Wednesday, July 24, 2013

Book Review: The Weight Loss Club by Devapriya Roy

On the jacket:



A warm, witty, gloriously realistic novel about living, loving and losing weight. 

Set in a middle-class housing colony, this is the story of stay-at-home mum Monalisa, who cannot clean the kitchen counter enough times; Meera, who is bullied constantly by her traditional mother-in-law; college-going Abeer, who isnt sure how to impress the glamorous Mandy; academic Aparajita, who has no takers on the marriage mart; philosopher Ananda, whom no one takes seriously; and Treeza, a former school secretary now sunk in gloom. Into their midst arrives Oxford-returned Sandhya: half hippie, half saadhvi, full spiritual guru. Under her aegis is formed The Weight Loss Club, throwing the lives of our heroes and heroines into utter and delightful disarray. 

But while chemistry brews and equations change, one question remains: who is Brahmacharini Sandhya, and why on earth has she moved into Nancy Housing Cooperative?

Review:

The Weight Loss Club is not really what you might guess from it's cover and title. Well, it wasn't what I guessed! I had imagined the plot to be about a club which will be formed by fat society aunties and the book will talk about their experiences, funny incidents etc. No. I was wrong. There was not even a mention of a weight loss club till page 172, and by then I was confused, annoyed and unsure if I should continue reading the book. 

Having said that, let me tell you what is there in the book from Page 1. An earthy connection to Kolkata which probably only Bengalis or those with a Kolkata connection can feel, lots of emotions, and an array of events.

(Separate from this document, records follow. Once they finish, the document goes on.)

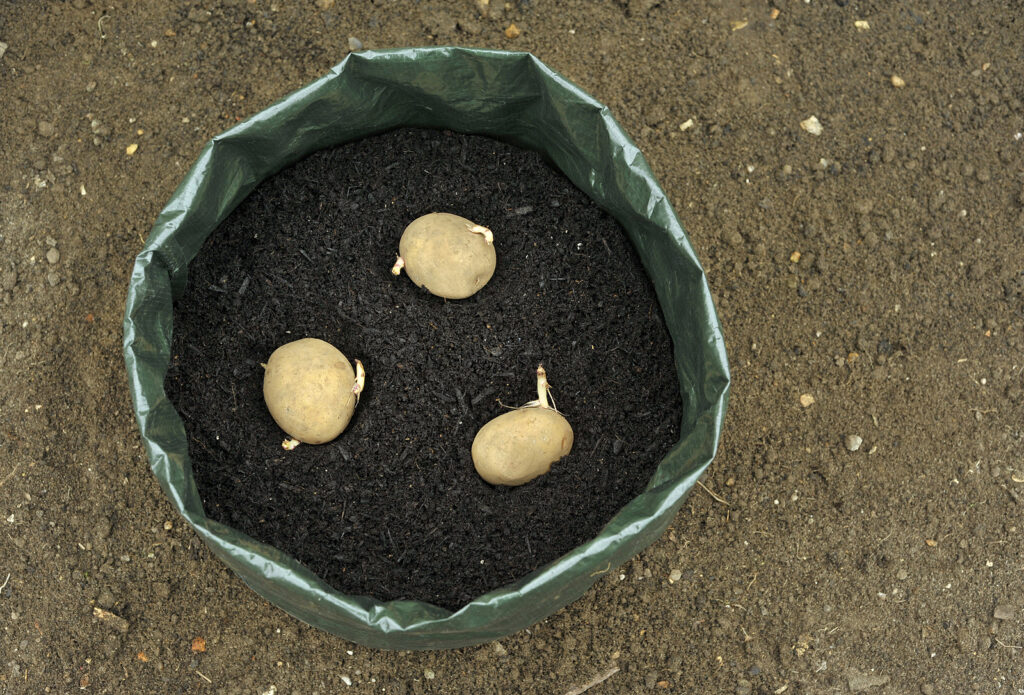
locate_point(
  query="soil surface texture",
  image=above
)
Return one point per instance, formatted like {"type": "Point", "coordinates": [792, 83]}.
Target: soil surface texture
{"type": "Point", "coordinates": [393, 508]}
{"type": "Point", "coordinates": [869, 541]}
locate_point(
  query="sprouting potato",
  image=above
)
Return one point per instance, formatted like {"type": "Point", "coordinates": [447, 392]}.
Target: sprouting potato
{"type": "Point", "coordinates": [311, 391]}
{"type": "Point", "coordinates": [449, 255]}
{"type": "Point", "coordinates": [519, 445]}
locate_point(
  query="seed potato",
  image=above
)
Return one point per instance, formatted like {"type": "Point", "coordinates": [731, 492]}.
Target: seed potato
{"type": "Point", "coordinates": [517, 446]}
{"type": "Point", "coordinates": [310, 390]}
{"type": "Point", "coordinates": [449, 255]}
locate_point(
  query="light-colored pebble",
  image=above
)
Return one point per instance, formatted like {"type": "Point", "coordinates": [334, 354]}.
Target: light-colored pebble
{"type": "Point", "coordinates": [1004, 611]}
{"type": "Point", "coordinates": [812, 125]}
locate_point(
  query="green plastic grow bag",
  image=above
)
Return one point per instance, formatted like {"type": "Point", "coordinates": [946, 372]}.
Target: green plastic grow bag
{"type": "Point", "coordinates": [509, 96]}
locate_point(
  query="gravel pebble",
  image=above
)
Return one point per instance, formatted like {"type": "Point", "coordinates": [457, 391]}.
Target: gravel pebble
{"type": "Point", "coordinates": [859, 682]}
{"type": "Point", "coordinates": [812, 125]}
{"type": "Point", "coordinates": [1004, 611]}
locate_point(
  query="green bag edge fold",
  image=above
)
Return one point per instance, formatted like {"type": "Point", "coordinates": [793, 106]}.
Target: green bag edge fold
{"type": "Point", "coordinates": [511, 96]}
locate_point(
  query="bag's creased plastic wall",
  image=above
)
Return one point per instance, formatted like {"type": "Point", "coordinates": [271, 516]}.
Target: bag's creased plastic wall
{"type": "Point", "coordinates": [510, 96]}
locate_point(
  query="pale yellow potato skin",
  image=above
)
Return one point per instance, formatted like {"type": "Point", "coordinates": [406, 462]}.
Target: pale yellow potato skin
{"type": "Point", "coordinates": [443, 256]}
{"type": "Point", "coordinates": [307, 387]}
{"type": "Point", "coordinates": [519, 445]}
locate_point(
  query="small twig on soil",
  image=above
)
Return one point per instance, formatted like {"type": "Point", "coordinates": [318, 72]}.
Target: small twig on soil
{"type": "Point", "coordinates": [714, 496]}
{"type": "Point", "coordinates": [10, 475]}
{"type": "Point", "coordinates": [755, 578]}
{"type": "Point", "coordinates": [594, 682]}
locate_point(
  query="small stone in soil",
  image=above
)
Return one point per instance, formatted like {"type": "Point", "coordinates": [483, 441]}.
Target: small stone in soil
{"type": "Point", "coordinates": [1004, 611]}
{"type": "Point", "coordinates": [859, 682]}
{"type": "Point", "coordinates": [812, 125]}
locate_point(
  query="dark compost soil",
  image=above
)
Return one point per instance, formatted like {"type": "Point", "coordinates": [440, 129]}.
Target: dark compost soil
{"type": "Point", "coordinates": [393, 508]}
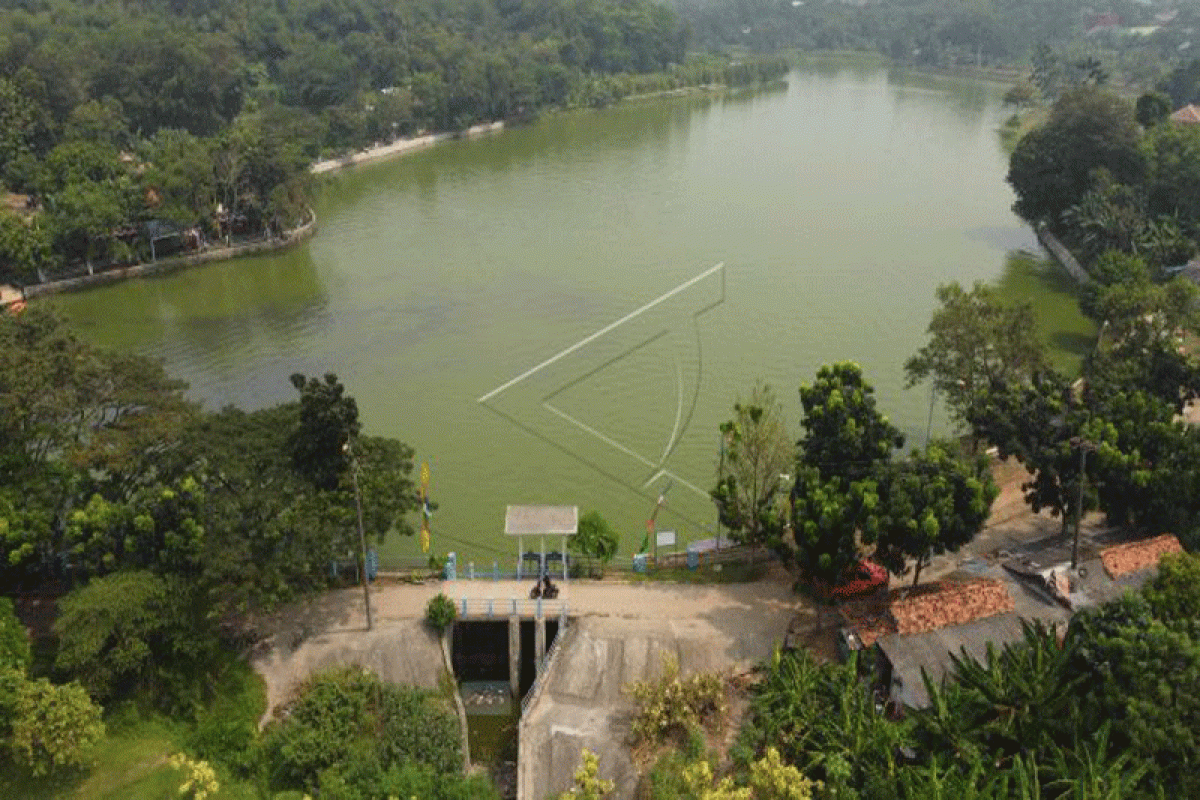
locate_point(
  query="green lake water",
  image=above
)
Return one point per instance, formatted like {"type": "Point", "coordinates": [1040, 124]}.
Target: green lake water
{"type": "Point", "coordinates": [538, 312]}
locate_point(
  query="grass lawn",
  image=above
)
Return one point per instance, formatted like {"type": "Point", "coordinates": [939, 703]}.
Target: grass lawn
{"type": "Point", "coordinates": [131, 762]}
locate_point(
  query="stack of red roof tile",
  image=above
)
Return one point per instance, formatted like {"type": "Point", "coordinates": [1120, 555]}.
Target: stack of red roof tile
{"type": "Point", "coordinates": [869, 618]}
{"type": "Point", "coordinates": [1134, 557]}
{"type": "Point", "coordinates": [951, 603]}
{"type": "Point", "coordinates": [928, 608]}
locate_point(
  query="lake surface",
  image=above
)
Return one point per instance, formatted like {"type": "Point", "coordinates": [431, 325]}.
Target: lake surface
{"type": "Point", "coordinates": [565, 312]}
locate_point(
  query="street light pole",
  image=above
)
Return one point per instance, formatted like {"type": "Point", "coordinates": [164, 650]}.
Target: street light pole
{"type": "Point", "coordinates": [363, 537]}
{"type": "Point", "coordinates": [1084, 446]}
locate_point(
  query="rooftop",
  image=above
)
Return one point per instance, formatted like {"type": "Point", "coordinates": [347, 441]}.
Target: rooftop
{"type": "Point", "coordinates": [1187, 115]}
{"type": "Point", "coordinates": [910, 611]}
{"type": "Point", "coordinates": [532, 521]}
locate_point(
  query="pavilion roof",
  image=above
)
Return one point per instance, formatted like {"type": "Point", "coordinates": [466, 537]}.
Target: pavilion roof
{"type": "Point", "coordinates": [526, 521]}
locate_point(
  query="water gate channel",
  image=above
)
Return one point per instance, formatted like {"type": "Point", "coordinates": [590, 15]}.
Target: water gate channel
{"type": "Point", "coordinates": [498, 650]}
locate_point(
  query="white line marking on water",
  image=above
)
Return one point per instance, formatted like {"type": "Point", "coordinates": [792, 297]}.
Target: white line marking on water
{"type": "Point", "coordinates": [604, 330]}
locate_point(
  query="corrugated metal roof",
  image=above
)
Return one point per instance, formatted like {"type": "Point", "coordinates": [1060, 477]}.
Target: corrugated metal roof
{"type": "Point", "coordinates": [931, 650]}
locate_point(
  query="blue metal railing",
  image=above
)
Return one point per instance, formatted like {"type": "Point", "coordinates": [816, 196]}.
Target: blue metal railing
{"type": "Point", "coordinates": [505, 607]}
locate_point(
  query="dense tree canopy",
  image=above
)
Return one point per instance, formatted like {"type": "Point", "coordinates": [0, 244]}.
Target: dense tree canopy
{"type": "Point", "coordinates": [756, 455]}
{"type": "Point", "coordinates": [930, 503]}
{"type": "Point", "coordinates": [1054, 166]}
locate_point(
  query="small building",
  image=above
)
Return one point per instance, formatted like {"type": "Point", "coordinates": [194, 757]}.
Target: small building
{"type": "Point", "coordinates": [541, 522]}
{"type": "Point", "coordinates": [925, 629]}
{"type": "Point", "coordinates": [1187, 115]}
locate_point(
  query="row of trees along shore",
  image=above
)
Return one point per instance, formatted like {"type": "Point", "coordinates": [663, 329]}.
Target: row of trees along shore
{"type": "Point", "coordinates": [1107, 711]}
{"type": "Point", "coordinates": [139, 128]}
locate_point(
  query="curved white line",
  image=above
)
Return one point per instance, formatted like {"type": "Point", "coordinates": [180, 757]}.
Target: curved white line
{"type": "Point", "coordinates": [675, 432]}
{"type": "Point", "coordinates": [604, 330]}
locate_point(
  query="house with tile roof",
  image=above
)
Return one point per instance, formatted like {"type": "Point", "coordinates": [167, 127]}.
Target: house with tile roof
{"type": "Point", "coordinates": [1187, 115]}
{"type": "Point", "coordinates": [921, 630]}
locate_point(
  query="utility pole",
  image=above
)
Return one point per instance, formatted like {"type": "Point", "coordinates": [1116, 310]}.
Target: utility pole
{"type": "Point", "coordinates": [1084, 446]}
{"type": "Point", "coordinates": [363, 536]}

And once I had finished reading the book, I sat there for a few moments, took time to come out of the lives of the residents of Nancy Housing Cooperation.

The story is about the residents of Nancy Housing Cooperative and every chapter is actually very interesting, right from why Nancy became Nancy. A plethora of characters - the Mukherjee family with two overweight children, Abeer and Aparajita, with Aparajita being on the threshold of marriageable age, is put on a strict diet by her mother; the Das(s) - parents and two sons, where the mother, Monalisa is obsessed with her sons' education and scores; the Sahai(s), husband-wife-MIL-two children kind of a family with a nagging MIL and a whole host of annoying relatives who have come visiting; the Boses - Ananda and his ailing mother; John and Treeza; and whole lot more - with saadhvi Sandhya moving in at the flat above John and Treeza.

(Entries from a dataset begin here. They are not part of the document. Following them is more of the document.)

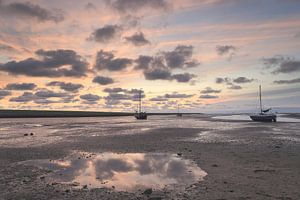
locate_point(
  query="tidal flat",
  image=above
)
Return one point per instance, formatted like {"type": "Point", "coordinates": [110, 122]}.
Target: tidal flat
{"type": "Point", "coordinates": [164, 157]}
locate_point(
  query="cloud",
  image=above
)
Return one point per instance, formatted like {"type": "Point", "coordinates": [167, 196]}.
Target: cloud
{"type": "Point", "coordinates": [176, 95]}
{"type": "Point", "coordinates": [105, 34]}
{"type": "Point", "coordinates": [4, 93]}
{"type": "Point", "coordinates": [157, 74]}
{"type": "Point", "coordinates": [20, 86]}
{"type": "Point", "coordinates": [90, 98]}
{"type": "Point", "coordinates": [90, 6]}
{"type": "Point", "coordinates": [160, 66]}
{"type": "Point", "coordinates": [70, 87]}
{"type": "Point", "coordinates": [208, 96]}
{"type": "Point", "coordinates": [234, 87]}
{"type": "Point", "coordinates": [282, 64]}
{"type": "Point", "coordinates": [117, 95]}
{"type": "Point", "coordinates": [137, 39]}
{"type": "Point", "coordinates": [297, 80]}
{"type": "Point", "coordinates": [183, 78]}
{"type": "Point", "coordinates": [125, 6]}
{"type": "Point", "coordinates": [7, 48]}
{"type": "Point", "coordinates": [222, 80]}
{"type": "Point", "coordinates": [179, 56]}
{"type": "Point", "coordinates": [24, 10]}
{"type": "Point", "coordinates": [209, 90]}
{"type": "Point", "coordinates": [106, 61]}
{"type": "Point", "coordinates": [102, 80]}
{"type": "Point", "coordinates": [243, 80]}
{"type": "Point", "coordinates": [225, 49]}
{"type": "Point", "coordinates": [43, 96]}
{"type": "Point", "coordinates": [51, 63]}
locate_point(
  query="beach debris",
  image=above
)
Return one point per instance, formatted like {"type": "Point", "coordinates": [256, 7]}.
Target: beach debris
{"type": "Point", "coordinates": [148, 191]}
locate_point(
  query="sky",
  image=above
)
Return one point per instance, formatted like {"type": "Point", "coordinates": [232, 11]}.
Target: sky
{"type": "Point", "coordinates": [203, 55]}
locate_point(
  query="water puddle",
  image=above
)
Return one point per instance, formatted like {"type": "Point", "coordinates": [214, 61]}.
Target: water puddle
{"type": "Point", "coordinates": [247, 118]}
{"type": "Point", "coordinates": [122, 172]}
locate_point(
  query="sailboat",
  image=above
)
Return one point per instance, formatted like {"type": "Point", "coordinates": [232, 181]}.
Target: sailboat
{"type": "Point", "coordinates": [139, 114]}
{"type": "Point", "coordinates": [264, 115]}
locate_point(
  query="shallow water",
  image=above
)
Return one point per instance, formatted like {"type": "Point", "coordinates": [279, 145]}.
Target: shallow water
{"type": "Point", "coordinates": [124, 172]}
{"type": "Point", "coordinates": [280, 118]}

Each person in the plot has a distinct personality and events going on in their lives. These events get entwined at times, and at times run parallel. The typical Bengali household attributes which we see in the Mukherjee hosehold, or how a regular Bengali mother dotes over her kids, as in the Das family, or, how Meera Sahai is suppressed by her mother-in-law and sister-in-law - we have witnessed such families and we know one such in our lives too. Being more used to the difference in usage of co-sister/co-sister-in-law and sister-in-law, the jethani /devrani being referred to as sister-in-law did come across as odd.

By the time I finished reading The Weight Loss Club, I had a good feeling about the tale, having been involved in the lives of the character while reading. When I had started reading, I was concentrating on the title and not finding any mention of the apparent theme, was turned off. However, once the title made sense and I began concentrating on the plot; it was a smooth read. My favourite part was where John and Treeza got to a family gathering; the section gave a Bow Barracks kind of feeling. Durga puja planning was nostalgic, even though I am a probashi Bengali.

The cover page illustrations were particularly noteworthy.

Rating: ***.5/5

[This review is for Rupa Publications. The opinions are strictly my own and not been written under any obligation.]